That was the button.  Murphy sprang forward and shoved Wendt with the force of both hands. Taken by surprise, Wendt turned and stumbled back a few steps, catching a heel on the curb, completely losing his balance and falling with a smack onto the sidewalk, his right hip taking the brunt of the impact.  The sound alone hurt.

In almost instant and divine retribution, a dark shape roared past, sideswiping Murphy, sending him ass over tea kettle to land head first against the pavement with a sinister melon splitting crack.

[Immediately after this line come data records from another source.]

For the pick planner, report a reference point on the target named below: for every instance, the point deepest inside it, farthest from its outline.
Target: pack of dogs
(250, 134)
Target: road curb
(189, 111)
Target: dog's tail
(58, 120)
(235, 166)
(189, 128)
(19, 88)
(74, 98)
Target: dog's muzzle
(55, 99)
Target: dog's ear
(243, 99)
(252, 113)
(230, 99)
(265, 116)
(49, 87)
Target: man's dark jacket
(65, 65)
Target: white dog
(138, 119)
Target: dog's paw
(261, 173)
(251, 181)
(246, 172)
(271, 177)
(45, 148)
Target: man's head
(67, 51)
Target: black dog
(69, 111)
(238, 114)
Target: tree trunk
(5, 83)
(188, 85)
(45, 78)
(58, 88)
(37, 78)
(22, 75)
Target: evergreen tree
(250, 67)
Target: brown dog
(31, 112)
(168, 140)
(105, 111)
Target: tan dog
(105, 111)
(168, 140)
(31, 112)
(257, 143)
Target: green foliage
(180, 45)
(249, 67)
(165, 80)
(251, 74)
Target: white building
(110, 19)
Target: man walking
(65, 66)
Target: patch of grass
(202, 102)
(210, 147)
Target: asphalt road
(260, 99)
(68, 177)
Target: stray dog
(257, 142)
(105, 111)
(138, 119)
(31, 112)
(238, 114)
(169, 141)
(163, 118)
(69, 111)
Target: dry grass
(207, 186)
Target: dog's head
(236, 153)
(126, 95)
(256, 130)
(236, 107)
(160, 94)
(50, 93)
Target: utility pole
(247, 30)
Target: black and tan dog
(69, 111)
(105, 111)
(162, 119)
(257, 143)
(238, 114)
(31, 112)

Wendt groaned to his feet as Lon’s claque and the odd bystanders drawn by the histrionics rushed to see to Murphy.

“No, no, that’s alright, I’m ok. I only broke my hip,” but the last word died on his lips as he saw that Alonzo Murphy was in much more serious hurt, a red pool oozing around his head like the liquid filling of a fractured chocolate covered cherry.

Immediately the accusations started flying.  “I saw him!  He pushed Lon right into the path of that car!”  Roman Ackley pointed a finger at Wendt.  Even if it did challenge the perception of what they actually witnessed, Murphy’s sycophants took up the howl.  “He did it!  He pushed him!”

A young patrolman who happened to be close by was almost immediately on the scene.  He herded the bystanders back onto the sidewalk away from the body, called for assistance and an ambulance.  He glanced at Wendt holding his hip.  “Sir, were you struck by the vehicle?”

Ackley repeated his accusation.  “He pushed him!”  And some seconded, “Yeah, he did it, he pushed him.”  Now a couple more patrolmen worked their way through the gathering crowd of onlookers.

“All right, we’re going to have to take statements from witnesses,” an older cop with a triple chevron on his sleeve announced.  That had the effect of thinning the crowd some.  Wendt tried standing but the pain in his hip shot the length of his leg and made him gasp.  He leaned on the nearby light pole.

“Sir, you’re gonna have to sit down and take the weight off your leg,” the young patrolman directed. “EMT’s are on the way, they’ll check you out.”

The third policeman got up off one knee after having held a finger to Murphy’s neck checking for a pulse.  “Nope,” he said shaking his head, and addressed the crowd, “Anyone get a license plate?  Make or model of the vehicle?”

“I took a picture of it with my phone.”  A tall bearded prematurely balding young man in a brown suit jacket and red and yellow scarf stepped forward.  Then he pointed at Murphy.  “This man pushed this man.”  He indicated Wendt.  “If he hadn’t, this man,” Wendt again, “would have been hit by the car.”

“Ok, give your information to the officer here.  What was the license plate?  We’ll call in an APB.”

The man regarded the device in his hand and flicked the image with his forefinger and thumb. “Uh, it’s kind of fuzzy but it looks like 1-H-8-P-0-8-5.”

The young patrolman jotted in his notebook repeating the information into his radio mic, “Won, henry, ate, paul, zero, ate, phiver.”  He glanced at the image on the man’s phone.  “Hard to tell what make that rearend belongs to. Could be a Mercedes or a Hyundai.”

Wendt peered over the man’s shoulder. “That could be an S.”

The patrolman looked at him.  “What?”

“The five, that could be an S.”

The young cop wrote it down, shaking his head.  “That’s not your standard license numbering.  Must be a vanity plate.  We’ll get him.  Hit and run.”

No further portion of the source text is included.